The epidemic strikes, first of all, white women middle-aged, but the son of Mary Leito also complained about her, who began to study this ailment. Since tens of thousands of people from all over the world claimed to be affected by the "Mogellon disease", including singer Joni Mitchell.

Symptoms of the strange disease range from itching or burning and tiny fibers on the skin to memory loss.

However, research indicates that most of these fibers are conventional bandage cotton. Also, no viruses or any diseases associated with environmental pollution were found among the patients' habitat. Perhaps this is some type of mental illness.

But there are many people who believe that "Mogellon's disease" is a physical condition, and doctors still trying to understand essence of the epidemic.

An epidemic of laughter


January 30 1962 in the United Republic of Tanzania, three girls started laughing at a joke. This laughter spread in a few minutes throughout the school affecting 60% of students and then beyond the school.

It was reported that many residents of the city laughed continuously during a year, while laughter was accompanied by tears, fainting, and sometimes the appearance of a rash on the body. were even forced close several schools to stop this epidemic.
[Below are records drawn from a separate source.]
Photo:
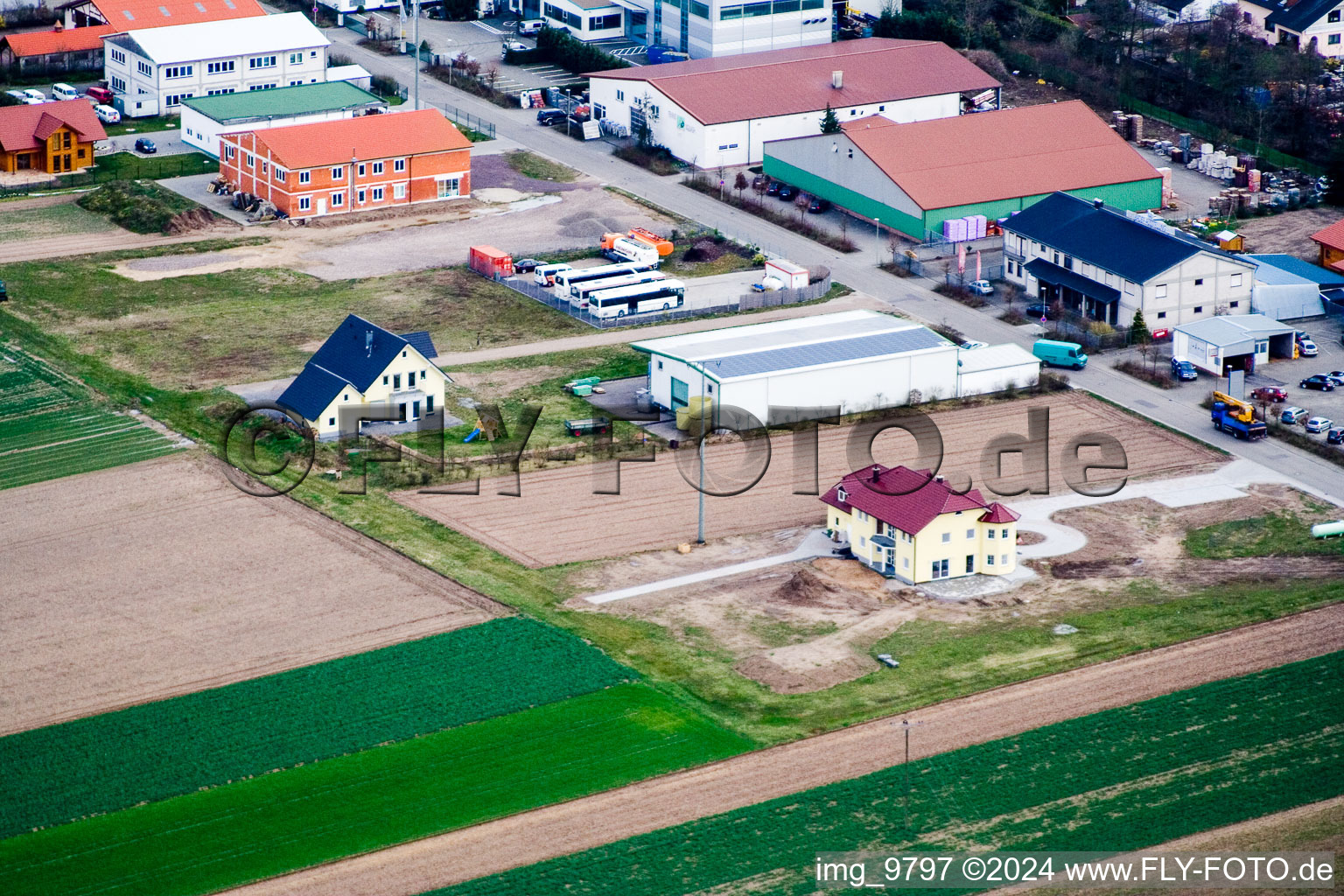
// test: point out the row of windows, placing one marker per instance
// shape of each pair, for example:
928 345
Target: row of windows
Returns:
765 8
561 15
338 200
429 407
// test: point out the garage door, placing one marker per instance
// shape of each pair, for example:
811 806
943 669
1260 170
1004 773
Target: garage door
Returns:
679 394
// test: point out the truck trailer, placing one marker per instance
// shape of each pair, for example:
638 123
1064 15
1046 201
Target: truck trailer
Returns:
1228 419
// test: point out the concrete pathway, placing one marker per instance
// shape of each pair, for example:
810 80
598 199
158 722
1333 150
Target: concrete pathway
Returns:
815 546
1223 484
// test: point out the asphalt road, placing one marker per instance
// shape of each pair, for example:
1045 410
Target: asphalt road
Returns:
910 298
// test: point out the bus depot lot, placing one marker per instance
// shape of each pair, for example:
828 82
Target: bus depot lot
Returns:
558 519
180 582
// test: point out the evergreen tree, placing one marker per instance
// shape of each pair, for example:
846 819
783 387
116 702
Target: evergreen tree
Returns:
830 124
1138 332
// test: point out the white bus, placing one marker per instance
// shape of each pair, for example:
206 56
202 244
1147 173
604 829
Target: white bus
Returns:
570 278
659 296
579 291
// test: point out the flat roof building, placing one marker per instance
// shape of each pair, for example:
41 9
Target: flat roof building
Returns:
851 360
205 120
721 112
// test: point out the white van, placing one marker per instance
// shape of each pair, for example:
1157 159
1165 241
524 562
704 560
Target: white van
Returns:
544 274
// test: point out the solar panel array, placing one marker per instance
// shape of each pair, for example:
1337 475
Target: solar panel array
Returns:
830 352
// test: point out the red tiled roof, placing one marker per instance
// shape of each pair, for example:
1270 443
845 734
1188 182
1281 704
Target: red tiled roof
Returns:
333 143
127 15
39 43
1000 514
24 127
1028 150
905 499
785 82
1332 235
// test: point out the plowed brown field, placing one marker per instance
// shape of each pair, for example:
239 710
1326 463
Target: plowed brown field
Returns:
850 752
159 578
558 519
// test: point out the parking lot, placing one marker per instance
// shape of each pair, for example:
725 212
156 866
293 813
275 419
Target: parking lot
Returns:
1286 375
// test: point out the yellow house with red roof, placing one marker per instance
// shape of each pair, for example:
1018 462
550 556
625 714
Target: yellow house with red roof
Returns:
912 526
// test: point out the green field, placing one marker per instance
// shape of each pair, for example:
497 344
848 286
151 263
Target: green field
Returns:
1115 780
170 747
62 220
320 812
50 429
1273 535
253 324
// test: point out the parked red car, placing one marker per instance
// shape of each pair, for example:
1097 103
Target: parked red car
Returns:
1269 394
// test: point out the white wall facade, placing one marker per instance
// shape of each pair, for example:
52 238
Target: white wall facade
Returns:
1203 285
148 88
741 143
859 386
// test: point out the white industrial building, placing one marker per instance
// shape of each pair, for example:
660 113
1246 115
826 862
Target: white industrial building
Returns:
851 360
995 368
721 112
205 120
1223 344
1289 288
152 70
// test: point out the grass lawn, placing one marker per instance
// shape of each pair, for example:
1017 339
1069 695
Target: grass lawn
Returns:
125 165
515 383
1120 780
50 220
1273 535
192 742
147 127
541 168
256 324
300 817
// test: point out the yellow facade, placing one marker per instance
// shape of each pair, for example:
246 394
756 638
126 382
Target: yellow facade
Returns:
408 374
953 544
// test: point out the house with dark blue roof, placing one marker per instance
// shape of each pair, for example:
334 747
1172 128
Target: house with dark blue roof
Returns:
1106 263
366 373
1309 24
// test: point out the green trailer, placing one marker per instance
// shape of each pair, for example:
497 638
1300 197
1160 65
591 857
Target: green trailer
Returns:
589 426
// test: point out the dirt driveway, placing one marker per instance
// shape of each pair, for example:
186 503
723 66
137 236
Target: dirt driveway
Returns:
160 578
850 752
559 519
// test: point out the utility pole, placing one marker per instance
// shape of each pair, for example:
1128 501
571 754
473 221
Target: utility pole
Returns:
416 54
905 800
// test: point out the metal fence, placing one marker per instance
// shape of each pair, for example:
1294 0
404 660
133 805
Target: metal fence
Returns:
466 120
158 168
752 301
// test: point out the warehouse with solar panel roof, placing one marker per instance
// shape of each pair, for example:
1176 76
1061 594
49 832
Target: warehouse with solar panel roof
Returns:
852 360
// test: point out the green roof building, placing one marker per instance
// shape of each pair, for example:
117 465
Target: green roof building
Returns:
206 118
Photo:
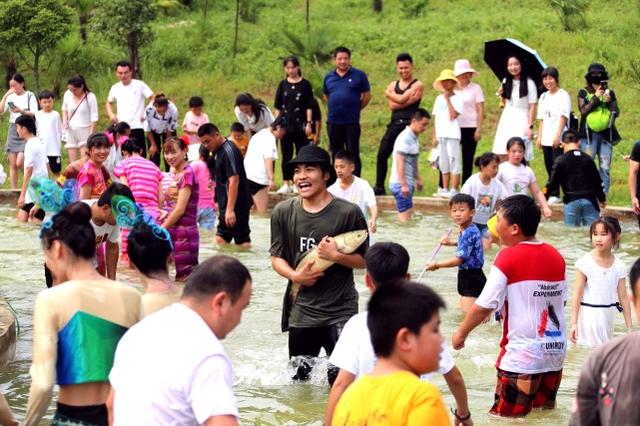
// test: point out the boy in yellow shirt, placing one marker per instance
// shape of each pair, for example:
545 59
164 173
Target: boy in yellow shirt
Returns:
403 321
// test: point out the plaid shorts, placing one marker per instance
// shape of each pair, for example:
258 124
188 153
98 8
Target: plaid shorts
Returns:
517 393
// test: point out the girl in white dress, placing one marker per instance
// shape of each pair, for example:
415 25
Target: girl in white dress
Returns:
518 178
600 287
519 94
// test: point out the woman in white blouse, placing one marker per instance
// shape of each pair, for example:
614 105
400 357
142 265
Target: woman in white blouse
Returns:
79 115
554 109
254 114
520 96
17 101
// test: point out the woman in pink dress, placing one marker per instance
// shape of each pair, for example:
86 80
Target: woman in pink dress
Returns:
143 177
180 192
91 180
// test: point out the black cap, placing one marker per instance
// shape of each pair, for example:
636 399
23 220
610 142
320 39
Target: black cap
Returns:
596 73
312 154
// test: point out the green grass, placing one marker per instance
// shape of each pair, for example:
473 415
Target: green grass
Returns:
192 57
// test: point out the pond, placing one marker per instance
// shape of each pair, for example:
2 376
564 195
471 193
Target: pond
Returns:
258 349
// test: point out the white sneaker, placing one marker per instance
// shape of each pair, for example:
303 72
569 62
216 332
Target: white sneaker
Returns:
553 200
283 189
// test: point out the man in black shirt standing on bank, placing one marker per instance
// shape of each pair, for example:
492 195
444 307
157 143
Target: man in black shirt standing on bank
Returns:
326 299
232 189
403 96
577 174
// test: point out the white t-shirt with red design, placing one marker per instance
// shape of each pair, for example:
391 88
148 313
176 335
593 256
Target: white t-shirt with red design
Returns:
528 285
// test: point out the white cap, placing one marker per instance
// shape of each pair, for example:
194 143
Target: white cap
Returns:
462 66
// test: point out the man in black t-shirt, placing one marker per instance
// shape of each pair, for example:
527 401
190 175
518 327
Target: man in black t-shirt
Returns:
582 190
326 300
403 96
232 190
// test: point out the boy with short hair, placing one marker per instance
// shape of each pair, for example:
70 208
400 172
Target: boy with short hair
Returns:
469 252
403 321
49 131
239 137
385 263
582 191
528 286
35 165
354 189
405 176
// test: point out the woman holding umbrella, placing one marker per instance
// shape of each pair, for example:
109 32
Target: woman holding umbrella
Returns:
519 95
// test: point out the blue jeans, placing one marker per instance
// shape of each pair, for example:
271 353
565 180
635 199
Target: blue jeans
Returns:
595 146
580 212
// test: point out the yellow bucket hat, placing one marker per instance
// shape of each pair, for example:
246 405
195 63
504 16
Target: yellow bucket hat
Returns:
444 75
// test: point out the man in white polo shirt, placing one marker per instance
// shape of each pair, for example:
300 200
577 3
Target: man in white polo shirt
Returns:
170 368
130 96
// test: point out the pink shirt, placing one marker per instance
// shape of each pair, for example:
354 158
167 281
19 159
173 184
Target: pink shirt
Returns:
192 123
91 175
471 95
205 184
143 178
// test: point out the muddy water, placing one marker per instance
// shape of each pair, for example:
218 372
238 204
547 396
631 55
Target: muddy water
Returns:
259 350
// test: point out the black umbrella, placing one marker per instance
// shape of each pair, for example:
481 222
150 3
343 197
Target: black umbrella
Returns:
498 52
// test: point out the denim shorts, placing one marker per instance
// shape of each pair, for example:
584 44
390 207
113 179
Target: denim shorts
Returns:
206 218
403 203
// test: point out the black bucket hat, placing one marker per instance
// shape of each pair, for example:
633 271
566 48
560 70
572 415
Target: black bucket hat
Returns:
312 154
596 73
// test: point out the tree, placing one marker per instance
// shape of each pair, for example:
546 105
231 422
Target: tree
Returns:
84 8
32 28
235 32
8 60
126 23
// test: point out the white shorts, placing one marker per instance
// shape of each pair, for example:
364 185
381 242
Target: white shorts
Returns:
77 137
450 156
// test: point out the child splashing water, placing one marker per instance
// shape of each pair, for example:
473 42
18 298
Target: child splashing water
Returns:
600 287
518 178
469 256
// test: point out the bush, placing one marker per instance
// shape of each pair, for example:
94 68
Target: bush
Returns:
413 8
571 13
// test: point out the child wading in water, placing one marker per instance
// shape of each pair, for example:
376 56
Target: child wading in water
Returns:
600 287
487 191
469 253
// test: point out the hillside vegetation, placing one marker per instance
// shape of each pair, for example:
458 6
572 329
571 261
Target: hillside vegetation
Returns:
193 56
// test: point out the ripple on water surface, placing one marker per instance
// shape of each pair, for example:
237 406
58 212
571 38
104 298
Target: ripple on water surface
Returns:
258 349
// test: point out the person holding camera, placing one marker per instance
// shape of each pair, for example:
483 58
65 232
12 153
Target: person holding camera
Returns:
599 110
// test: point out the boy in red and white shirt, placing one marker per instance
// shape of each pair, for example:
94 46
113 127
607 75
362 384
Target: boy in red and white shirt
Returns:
527 285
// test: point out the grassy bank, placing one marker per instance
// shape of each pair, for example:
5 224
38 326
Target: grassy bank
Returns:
194 57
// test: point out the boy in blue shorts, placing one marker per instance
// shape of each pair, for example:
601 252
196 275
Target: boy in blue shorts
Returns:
469 252
405 176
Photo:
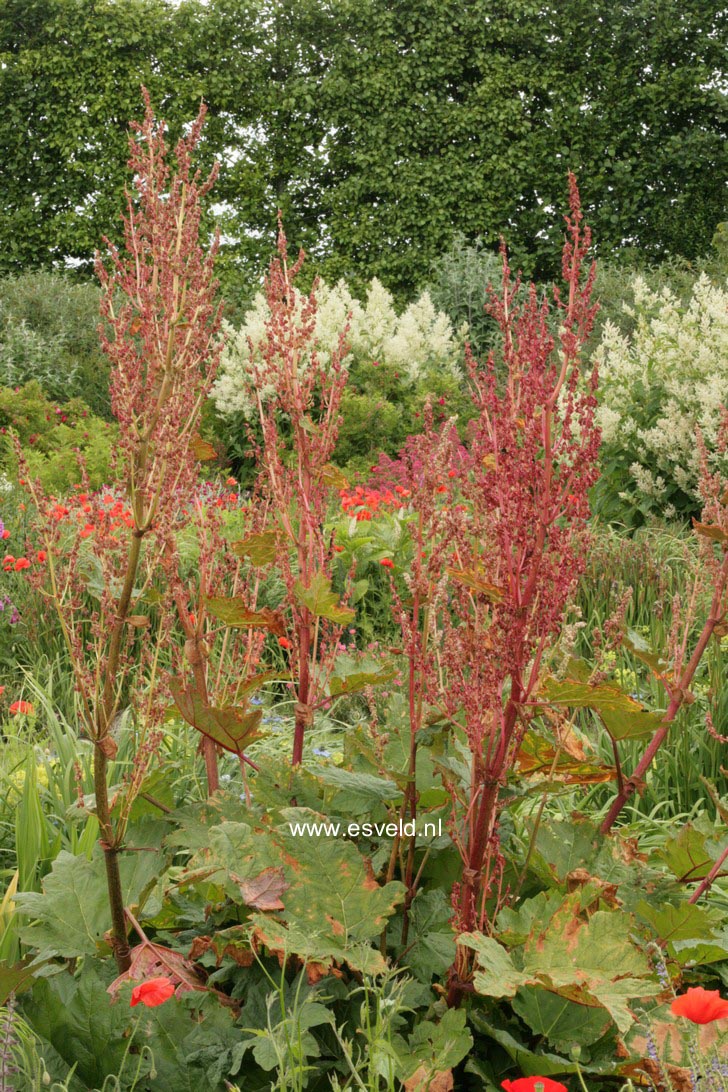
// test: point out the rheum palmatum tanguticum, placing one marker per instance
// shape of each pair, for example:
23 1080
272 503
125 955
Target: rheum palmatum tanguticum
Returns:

This epidemic, which to this day remains the only one of its kind, is considered a living example mental epidemic.

Epidemic in Africa


This unusual epidemic is currently spreading on children in Africa. An unusual ailment has also already appeared in Tanzania.

The disease looks like this: children aged 5 - 15 years can fall head first with or without seizures. This usually happens while eating. One researcher even noticed that similar behavior of children is observed when eating unfamiliar food, like chocolate.